Assuming that the claim has been denied or downcoded by the payer, you now need to carefully review the denial for opportunities to appeal. While every denial may not be appealable, the provider should be proactive in identifying patterns and trends as they establish and implement methods to minimize denial activity through focused data collection. A team approach is frequently the most practical means to reach desired results and should include input from coding, clinical documentation improvement (CDI), auditing, compliance, finance, revenue cycle, health information management, contracting, and other departments, as indicated.
The denial trend is unlikely to improve if specific reasons are not identified and managed. Contract language should be clear regarding clinical decision making, billing parameters, and general rights to appeal. Vague and/or ambiguous language creates difficulty in revenue management and reversing denials.
Identify and Address Risky Business
Many hospital systems target an overall denial rate of 5 to 6 percent of total claims billed. It’s equally important to include all claims requiring rework by the staff. As you review reasons, certain areas of risk will likely emerge. Strong data collection will be key in identifying areas of weakness with a focus on the following areas:
- Payer rejects and front-end errors
- First pass yield rate percentage of paid claims on initial submission
- Claims paid on appeal indicating necessary levels of appeal necessary to overturn the denial
- Top reasons for denials
- Top DRGs denied. Data may reveal that certain DRGs, certain providers, or certain payers are at high risk for denial, allowing the provider to make these areas a priority for review, education opportunities, and improvement.
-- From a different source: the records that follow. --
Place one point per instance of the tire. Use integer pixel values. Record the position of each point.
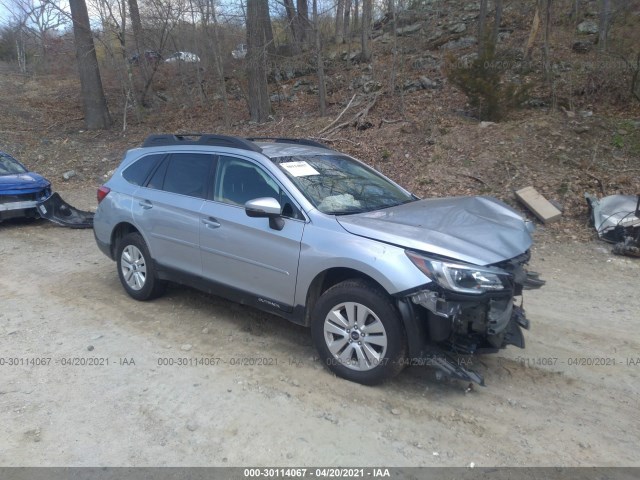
(136, 269)
(358, 332)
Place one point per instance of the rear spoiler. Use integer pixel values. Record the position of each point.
(58, 211)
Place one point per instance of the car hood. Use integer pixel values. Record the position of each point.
(478, 230)
(22, 183)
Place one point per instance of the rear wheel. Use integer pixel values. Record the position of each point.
(358, 333)
(135, 268)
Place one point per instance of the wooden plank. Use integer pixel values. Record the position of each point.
(540, 206)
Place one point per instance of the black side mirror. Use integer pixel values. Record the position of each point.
(266, 207)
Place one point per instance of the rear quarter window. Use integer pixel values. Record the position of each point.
(139, 171)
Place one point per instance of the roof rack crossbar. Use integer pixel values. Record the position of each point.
(298, 141)
(161, 140)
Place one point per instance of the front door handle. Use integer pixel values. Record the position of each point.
(211, 222)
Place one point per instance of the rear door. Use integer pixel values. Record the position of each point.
(246, 253)
(167, 209)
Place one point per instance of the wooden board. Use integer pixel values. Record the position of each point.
(540, 206)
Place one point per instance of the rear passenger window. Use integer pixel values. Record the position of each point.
(139, 170)
(188, 174)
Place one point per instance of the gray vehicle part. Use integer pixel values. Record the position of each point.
(58, 211)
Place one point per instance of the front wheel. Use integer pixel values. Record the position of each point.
(358, 333)
(135, 268)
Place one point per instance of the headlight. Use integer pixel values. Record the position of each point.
(459, 277)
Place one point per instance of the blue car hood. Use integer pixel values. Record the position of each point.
(478, 230)
(22, 183)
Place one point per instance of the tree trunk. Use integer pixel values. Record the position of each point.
(136, 23)
(482, 20)
(259, 104)
(496, 24)
(267, 31)
(322, 94)
(303, 20)
(533, 34)
(294, 26)
(339, 23)
(356, 16)
(605, 18)
(219, 64)
(547, 35)
(94, 104)
(366, 30)
(347, 20)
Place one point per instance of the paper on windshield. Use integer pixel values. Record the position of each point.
(299, 169)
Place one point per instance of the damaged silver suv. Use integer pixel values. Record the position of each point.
(297, 229)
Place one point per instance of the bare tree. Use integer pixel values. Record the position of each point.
(533, 34)
(347, 20)
(339, 23)
(496, 23)
(37, 21)
(547, 40)
(322, 93)
(94, 103)
(356, 16)
(367, 15)
(482, 20)
(605, 20)
(259, 104)
(294, 26)
(136, 24)
(303, 19)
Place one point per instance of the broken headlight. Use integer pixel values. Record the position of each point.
(459, 277)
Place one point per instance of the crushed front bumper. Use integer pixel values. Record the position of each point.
(58, 211)
(449, 325)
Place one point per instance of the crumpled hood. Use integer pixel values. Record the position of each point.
(22, 183)
(478, 230)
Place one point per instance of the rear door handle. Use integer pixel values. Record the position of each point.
(211, 222)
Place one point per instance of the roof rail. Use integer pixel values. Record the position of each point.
(209, 139)
(298, 141)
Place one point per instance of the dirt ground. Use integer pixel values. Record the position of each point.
(570, 398)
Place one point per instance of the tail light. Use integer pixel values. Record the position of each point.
(102, 192)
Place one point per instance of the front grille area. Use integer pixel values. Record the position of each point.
(27, 197)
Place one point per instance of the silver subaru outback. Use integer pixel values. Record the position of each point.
(294, 228)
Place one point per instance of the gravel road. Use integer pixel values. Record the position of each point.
(98, 380)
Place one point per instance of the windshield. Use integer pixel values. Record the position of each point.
(8, 166)
(338, 185)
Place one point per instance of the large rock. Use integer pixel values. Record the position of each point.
(464, 42)
(588, 27)
(457, 27)
(409, 30)
(582, 46)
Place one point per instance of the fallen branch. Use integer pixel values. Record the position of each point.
(339, 116)
(357, 120)
(332, 140)
(474, 178)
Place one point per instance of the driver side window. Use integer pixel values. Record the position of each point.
(238, 181)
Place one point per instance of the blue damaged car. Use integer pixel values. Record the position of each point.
(20, 189)
(25, 194)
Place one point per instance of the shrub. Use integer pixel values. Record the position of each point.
(482, 81)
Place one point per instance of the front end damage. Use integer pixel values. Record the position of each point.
(454, 323)
(56, 210)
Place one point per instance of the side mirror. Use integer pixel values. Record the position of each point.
(265, 207)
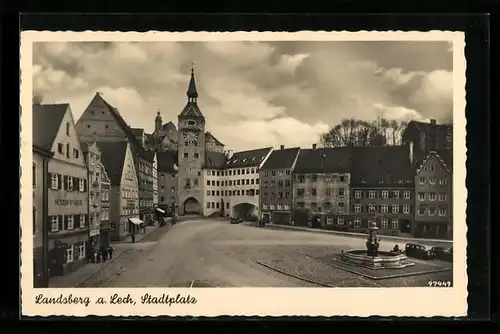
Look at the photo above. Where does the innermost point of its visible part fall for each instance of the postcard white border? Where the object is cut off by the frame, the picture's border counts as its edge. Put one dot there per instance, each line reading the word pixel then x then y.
pixel 418 302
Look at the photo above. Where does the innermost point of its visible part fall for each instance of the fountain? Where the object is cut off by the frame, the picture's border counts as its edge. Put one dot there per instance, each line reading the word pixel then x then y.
pixel 372 258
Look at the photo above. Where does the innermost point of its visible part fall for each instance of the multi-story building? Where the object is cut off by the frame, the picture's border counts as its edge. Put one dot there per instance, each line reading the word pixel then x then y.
pixel 231 183
pixel 167 180
pixel 428 137
pixel 321 179
pixel 41 159
pixel 102 120
pixel 92 156
pixel 54 130
pixel 118 161
pixel 276 189
pixel 382 188
pixel 433 195
pixel 105 235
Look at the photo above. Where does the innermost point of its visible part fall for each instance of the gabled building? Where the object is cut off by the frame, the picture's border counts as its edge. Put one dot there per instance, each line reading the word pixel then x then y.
pixel 276 188
pixel 382 188
pixel 92 156
pixel 54 130
pixel 103 121
pixel 118 161
pixel 321 179
pixel 231 183
pixel 433 200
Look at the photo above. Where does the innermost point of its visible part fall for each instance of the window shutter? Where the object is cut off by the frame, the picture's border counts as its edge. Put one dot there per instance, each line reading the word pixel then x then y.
pixel 61 223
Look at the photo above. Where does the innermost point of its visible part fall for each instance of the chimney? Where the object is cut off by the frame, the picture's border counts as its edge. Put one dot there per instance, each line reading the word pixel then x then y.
pixel 410 144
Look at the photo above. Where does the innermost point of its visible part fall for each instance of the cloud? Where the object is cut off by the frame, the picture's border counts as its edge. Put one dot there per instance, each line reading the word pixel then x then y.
pixel 252 94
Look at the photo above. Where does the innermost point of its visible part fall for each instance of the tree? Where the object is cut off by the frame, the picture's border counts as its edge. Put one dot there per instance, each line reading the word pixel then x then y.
pixel 357 133
pixel 37 98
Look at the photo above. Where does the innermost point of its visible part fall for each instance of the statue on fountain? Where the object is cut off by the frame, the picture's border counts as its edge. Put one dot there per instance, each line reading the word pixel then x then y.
pixel 373 242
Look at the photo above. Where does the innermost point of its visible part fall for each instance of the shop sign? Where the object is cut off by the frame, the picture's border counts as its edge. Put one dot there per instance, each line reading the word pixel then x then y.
pixel 69 202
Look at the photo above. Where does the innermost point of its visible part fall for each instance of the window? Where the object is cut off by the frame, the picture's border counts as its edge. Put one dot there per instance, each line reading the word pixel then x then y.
pixel 71 223
pixel 68 255
pixel 34 174
pixel 395 223
pixel 80 248
pixel 34 219
pixel 54 223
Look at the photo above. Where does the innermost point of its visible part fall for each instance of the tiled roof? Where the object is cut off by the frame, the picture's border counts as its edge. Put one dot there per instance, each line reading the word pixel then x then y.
pixel 282 158
pixel 136 146
pixel 166 161
pixel 47 119
pixel 209 136
pixel 248 158
pixel 215 160
pixel 323 160
pixel 381 166
pixel 113 157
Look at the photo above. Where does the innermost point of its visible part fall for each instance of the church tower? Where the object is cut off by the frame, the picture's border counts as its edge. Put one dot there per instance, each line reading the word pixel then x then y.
pixel 191 154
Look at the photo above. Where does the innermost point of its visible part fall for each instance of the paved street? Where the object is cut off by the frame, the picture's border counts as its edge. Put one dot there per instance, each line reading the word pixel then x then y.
pixel 215 253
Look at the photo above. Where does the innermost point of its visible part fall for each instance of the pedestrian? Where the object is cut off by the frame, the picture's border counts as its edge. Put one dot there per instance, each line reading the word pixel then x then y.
pixel 110 252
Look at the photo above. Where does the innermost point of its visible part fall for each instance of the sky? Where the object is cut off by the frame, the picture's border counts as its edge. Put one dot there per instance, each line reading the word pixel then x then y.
pixel 253 94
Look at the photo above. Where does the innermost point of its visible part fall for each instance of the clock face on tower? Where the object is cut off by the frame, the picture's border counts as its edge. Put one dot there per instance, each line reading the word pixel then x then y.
pixel 190 136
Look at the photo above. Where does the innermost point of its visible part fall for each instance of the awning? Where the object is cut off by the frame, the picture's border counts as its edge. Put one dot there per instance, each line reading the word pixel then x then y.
pixel 135 221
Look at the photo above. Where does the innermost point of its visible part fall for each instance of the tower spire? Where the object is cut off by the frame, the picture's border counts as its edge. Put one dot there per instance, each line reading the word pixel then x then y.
pixel 192 93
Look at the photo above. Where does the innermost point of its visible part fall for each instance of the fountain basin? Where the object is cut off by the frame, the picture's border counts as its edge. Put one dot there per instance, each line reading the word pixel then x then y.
pixel 384 260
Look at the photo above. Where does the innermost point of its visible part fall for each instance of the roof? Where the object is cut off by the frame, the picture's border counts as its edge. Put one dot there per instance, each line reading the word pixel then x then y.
pixel 215 160
pixel 47 119
pixel 323 160
pixel 136 146
pixel 209 136
pixel 282 158
pixel 166 161
pixel 250 158
pixel 381 165
pixel 113 157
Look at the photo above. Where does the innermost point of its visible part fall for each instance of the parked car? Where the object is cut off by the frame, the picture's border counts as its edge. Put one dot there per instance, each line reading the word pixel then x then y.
pixel 443 253
pixel 419 251
pixel 235 220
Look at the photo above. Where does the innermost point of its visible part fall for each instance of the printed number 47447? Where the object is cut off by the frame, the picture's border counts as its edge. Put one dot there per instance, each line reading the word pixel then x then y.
pixel 445 284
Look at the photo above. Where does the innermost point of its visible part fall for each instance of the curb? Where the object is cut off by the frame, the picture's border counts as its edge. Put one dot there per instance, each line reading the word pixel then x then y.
pixel 354 234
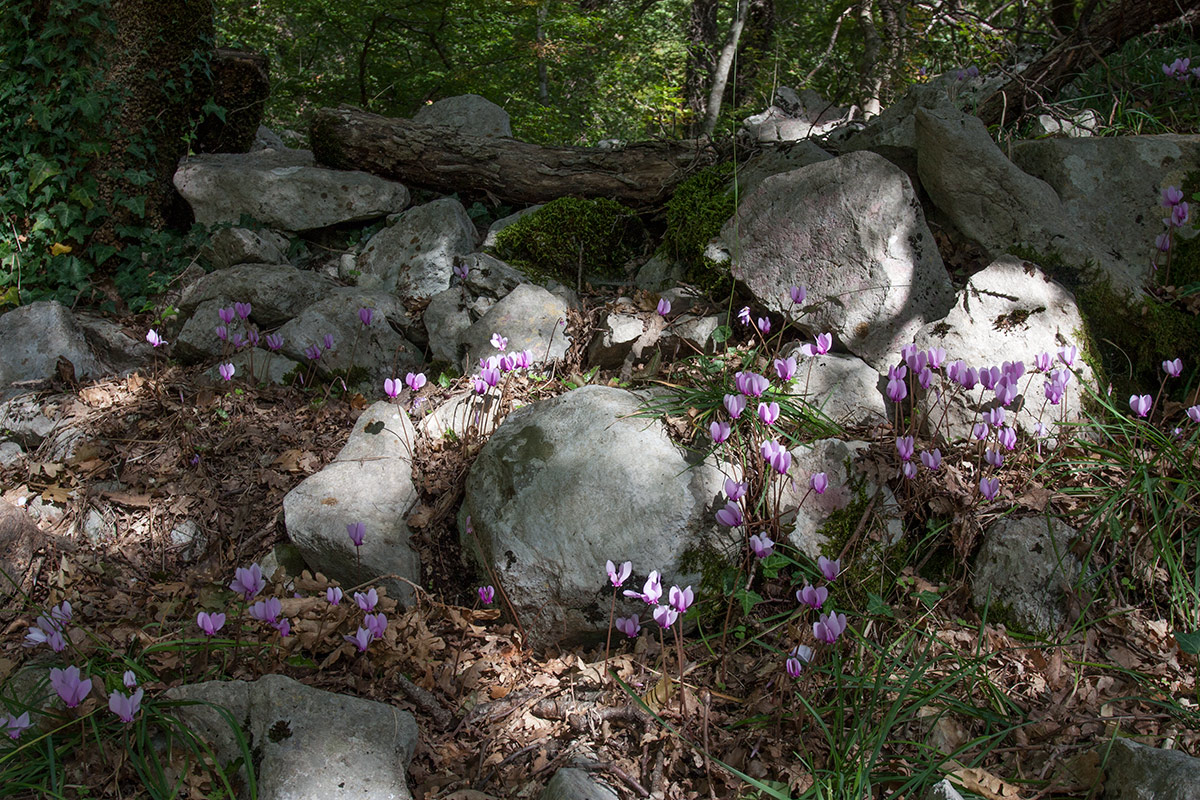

- Denials upheld compared to denials overturned
It is crucial that coding and CDI teams work together proactively to strengthen record content and reduce denials. If they cannot agree on the DRG, a suitable process should be implemented to ensure that the most accurate billing is submitted and that the record clearly supports all codes reported. There should be no assumption that a denial is correct. All denials should be reviewed for content, that codes are reported to the highest level of specificity, and that billing is correct and complete.
Training Is Paramount
Ongoing scheduled training is critical to strong revenue cycle management. Ideally, a training schedule should be initiated that includes key staff and key topics. Annual review of new codes is necessary, but inadequate without additional educational efforts. Most systems can generate multiple revenue-related reports that can be used to track and trend your denials. Utilize this data to identify revenue deficiencies and customize training programs.
Denials are very costly, time consuming to appeal, and delay revenue, even when the denial is overturned. It is labor-intensive to determine causes, initiate an appeal, and monitor for a response. Best practice is to create and implement strategies to improve your revenue stream.